Boxplot chart is very helpful when it comes to understanding the distribution of your data or even better, compare how the distribution differs among various groups.
To read Boxplot, first there is a line at the center, this indicates the median of all the data points. Median is the value at the center when you sort the data from the smallest to the largest.
With this Boxplot showing the distribution of Age by Gender. We can see the median age of Male is about 51 and Female is 45.
Now, the bottom of each box indicates 1st quartile or 25th percentile. The top of each box indicates 3rd quartile or 75th percentile.

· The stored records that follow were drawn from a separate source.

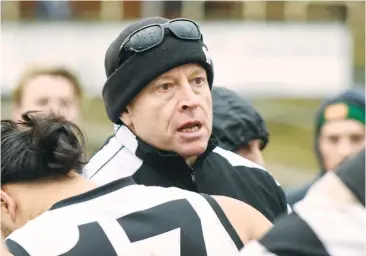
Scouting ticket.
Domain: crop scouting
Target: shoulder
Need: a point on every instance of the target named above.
(297, 194)
(113, 161)
(32, 238)
(235, 159)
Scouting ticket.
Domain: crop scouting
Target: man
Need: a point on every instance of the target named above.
(339, 132)
(331, 220)
(158, 96)
(50, 88)
(237, 125)
(48, 209)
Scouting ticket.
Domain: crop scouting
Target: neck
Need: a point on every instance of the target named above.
(331, 187)
(50, 193)
(191, 160)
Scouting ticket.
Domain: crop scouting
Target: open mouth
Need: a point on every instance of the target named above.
(190, 127)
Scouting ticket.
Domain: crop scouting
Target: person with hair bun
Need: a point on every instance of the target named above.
(48, 208)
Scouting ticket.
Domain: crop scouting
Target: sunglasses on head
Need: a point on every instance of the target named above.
(152, 35)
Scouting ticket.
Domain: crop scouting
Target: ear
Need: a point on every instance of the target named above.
(16, 113)
(126, 116)
(8, 205)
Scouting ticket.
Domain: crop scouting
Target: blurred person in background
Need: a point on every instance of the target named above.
(158, 95)
(48, 88)
(48, 208)
(329, 221)
(54, 10)
(237, 125)
(339, 132)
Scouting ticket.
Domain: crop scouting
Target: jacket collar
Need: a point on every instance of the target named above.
(154, 156)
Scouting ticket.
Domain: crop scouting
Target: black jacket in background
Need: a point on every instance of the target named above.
(235, 120)
(354, 97)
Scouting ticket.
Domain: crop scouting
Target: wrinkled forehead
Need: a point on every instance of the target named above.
(187, 70)
(342, 127)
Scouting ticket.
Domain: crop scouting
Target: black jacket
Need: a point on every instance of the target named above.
(235, 121)
(216, 172)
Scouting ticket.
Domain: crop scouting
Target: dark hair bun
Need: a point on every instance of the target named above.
(58, 142)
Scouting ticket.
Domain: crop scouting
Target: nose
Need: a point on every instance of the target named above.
(189, 100)
(345, 148)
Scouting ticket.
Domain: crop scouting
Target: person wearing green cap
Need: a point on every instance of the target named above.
(339, 132)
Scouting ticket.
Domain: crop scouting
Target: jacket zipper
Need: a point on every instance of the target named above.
(193, 177)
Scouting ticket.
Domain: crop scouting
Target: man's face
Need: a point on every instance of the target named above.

So the box itself shows the range of 50% of the data at the center.
With this example, we can see the central 50% age range of female is between 29 and 59.
Lastly, a top end of the line indicates the max value and a bottom end of line indicates the max value.
With this example, we can see that the youngest female is 12 and the oldest is 75 in this data set.
Now, let’s take a look at how we can use Boxplot in Exploratory.
Here is the Employee data and we want to visualize the distribution of Monthly Income (the last column in the picture) by Job Role.
We can select Boxplot chart and assign Job Role to X-Axis and Monthly Income to Y-Axis.
We can quickly sort the boxplot bars.
Since the boxplot shows the distribution of data so we need to pick one summarized measure to sort the bars. The default is Median, but you can change this from the property.
We can assign a column to Color so that we’ll have multiple groups in each category of X-Axis.
Here, I’m assigning Gender column to Color.
If you want to change the color palette, you can select Color Setting from the menu.
Select one of the pre-defined color palettes or create your own with ‘Custom’ option!
When you have outlier (or extreme) data it often makes it harder to understand the distribution.
The boxplot chart excludes the outlier values by default by excluding any values outside of 1.5 IQR (Inter Quantile Range) range.
You can check ‘Include Outlier’ checkbox to show the outlier values if needed.